Gaza kembali mencatat lonjakan kelahiran anak dengan cacat bawaan langka, di tengah hancurnya sistem kesehatan dan krisis pangan serta obat akibat blokade yang telah berlangsung dua tahun. Orang tua dan tenaga medis menghadapi kesulitan luar biasa dalam memberikan perawatan bagi bayi-bayi ini.
Amir Al-Kilani, bayi berusia 7 bulan, lahir dengan berat hanya 900 gram dan kekurangan oksigen. Ia menderita atrofi saraf, keterlambatan pertumbuhan, serta kejang berkepanjangan.

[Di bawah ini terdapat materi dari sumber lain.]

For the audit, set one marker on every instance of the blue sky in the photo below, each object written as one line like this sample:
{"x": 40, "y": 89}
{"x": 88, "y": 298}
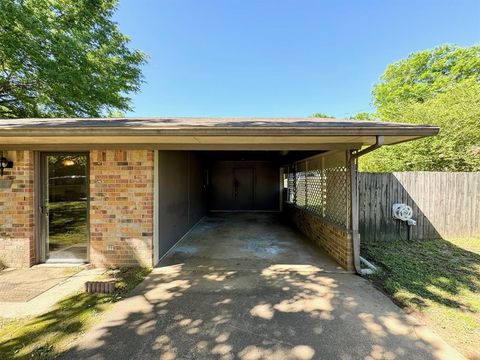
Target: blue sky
{"x": 280, "y": 57}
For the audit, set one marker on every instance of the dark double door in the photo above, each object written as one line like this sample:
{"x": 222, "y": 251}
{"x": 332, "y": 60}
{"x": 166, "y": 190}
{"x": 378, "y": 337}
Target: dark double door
{"x": 243, "y": 186}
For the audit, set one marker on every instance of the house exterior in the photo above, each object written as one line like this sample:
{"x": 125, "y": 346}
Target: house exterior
{"x": 116, "y": 192}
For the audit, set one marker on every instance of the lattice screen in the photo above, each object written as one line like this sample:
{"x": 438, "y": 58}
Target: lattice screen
{"x": 322, "y": 185}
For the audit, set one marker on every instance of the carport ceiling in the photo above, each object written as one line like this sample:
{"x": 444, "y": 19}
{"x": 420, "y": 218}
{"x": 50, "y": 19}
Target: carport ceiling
{"x": 206, "y": 133}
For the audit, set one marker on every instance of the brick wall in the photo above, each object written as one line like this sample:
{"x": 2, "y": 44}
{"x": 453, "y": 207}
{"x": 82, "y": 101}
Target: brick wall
{"x": 121, "y": 207}
{"x": 17, "y": 229}
{"x": 336, "y": 241}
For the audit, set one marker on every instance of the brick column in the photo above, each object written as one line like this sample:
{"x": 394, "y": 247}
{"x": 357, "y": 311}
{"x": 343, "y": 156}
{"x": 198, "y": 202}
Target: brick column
{"x": 121, "y": 207}
{"x": 17, "y": 228}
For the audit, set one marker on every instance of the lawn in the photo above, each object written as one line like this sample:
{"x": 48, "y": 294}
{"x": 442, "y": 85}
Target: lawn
{"x": 67, "y": 223}
{"x": 50, "y": 334}
{"x": 438, "y": 280}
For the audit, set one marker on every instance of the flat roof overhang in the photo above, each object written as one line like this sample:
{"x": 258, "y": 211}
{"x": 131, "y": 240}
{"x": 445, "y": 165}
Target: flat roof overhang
{"x": 204, "y": 133}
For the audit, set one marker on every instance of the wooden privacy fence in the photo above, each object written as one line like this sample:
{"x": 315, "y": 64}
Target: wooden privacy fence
{"x": 445, "y": 204}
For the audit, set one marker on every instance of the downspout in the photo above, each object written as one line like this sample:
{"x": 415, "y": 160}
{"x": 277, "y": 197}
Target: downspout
{"x": 379, "y": 141}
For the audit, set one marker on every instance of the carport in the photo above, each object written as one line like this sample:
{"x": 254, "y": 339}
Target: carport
{"x": 149, "y": 181}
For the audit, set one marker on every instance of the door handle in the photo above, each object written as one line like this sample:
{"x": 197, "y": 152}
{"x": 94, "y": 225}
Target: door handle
{"x": 44, "y": 210}
{"x": 236, "y": 185}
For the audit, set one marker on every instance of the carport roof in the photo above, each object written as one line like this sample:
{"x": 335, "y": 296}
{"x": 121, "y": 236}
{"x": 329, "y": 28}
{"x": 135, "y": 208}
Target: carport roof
{"x": 205, "y": 133}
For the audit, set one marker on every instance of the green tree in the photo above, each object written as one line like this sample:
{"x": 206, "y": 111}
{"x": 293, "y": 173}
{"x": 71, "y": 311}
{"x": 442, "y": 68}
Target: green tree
{"x": 439, "y": 87}
{"x": 456, "y": 148}
{"x": 64, "y": 58}
{"x": 322, "y": 116}
{"x": 424, "y": 75}
{"x": 364, "y": 116}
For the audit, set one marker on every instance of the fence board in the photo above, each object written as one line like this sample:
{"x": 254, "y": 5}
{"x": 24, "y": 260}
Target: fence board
{"x": 444, "y": 204}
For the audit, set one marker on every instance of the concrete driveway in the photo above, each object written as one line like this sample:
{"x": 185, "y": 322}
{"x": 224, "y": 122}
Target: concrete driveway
{"x": 246, "y": 286}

Sang ibu menceritakan, sejak usia 4 hingga 6 bulan, ia harus terus-menerus tidur di samping bayi di rumah sakit karena kondisinya yang kritis. “Keadaan sangat sulit, perawatan yang layak hampir mustahil didapatkan,” ujarnya dalam program Suara dari Gaza yang disiarkan Al-Jazeera.
Kasus serupa juga dialami bayi perempuan, Hikmah Naufal, 42 hari, lahir dengan cacat wajah lengkap dan bibir sumbing tingkat tiga. Sang ibu harus memberinya makan melalui selang karena menyusui tidak memungkinkan. “Seharusnya operasi dilakukan sejak tahun pertama, tapi sistem kesehatan hancur dan tidak bisa dilakukan di sini,” ungkapnya.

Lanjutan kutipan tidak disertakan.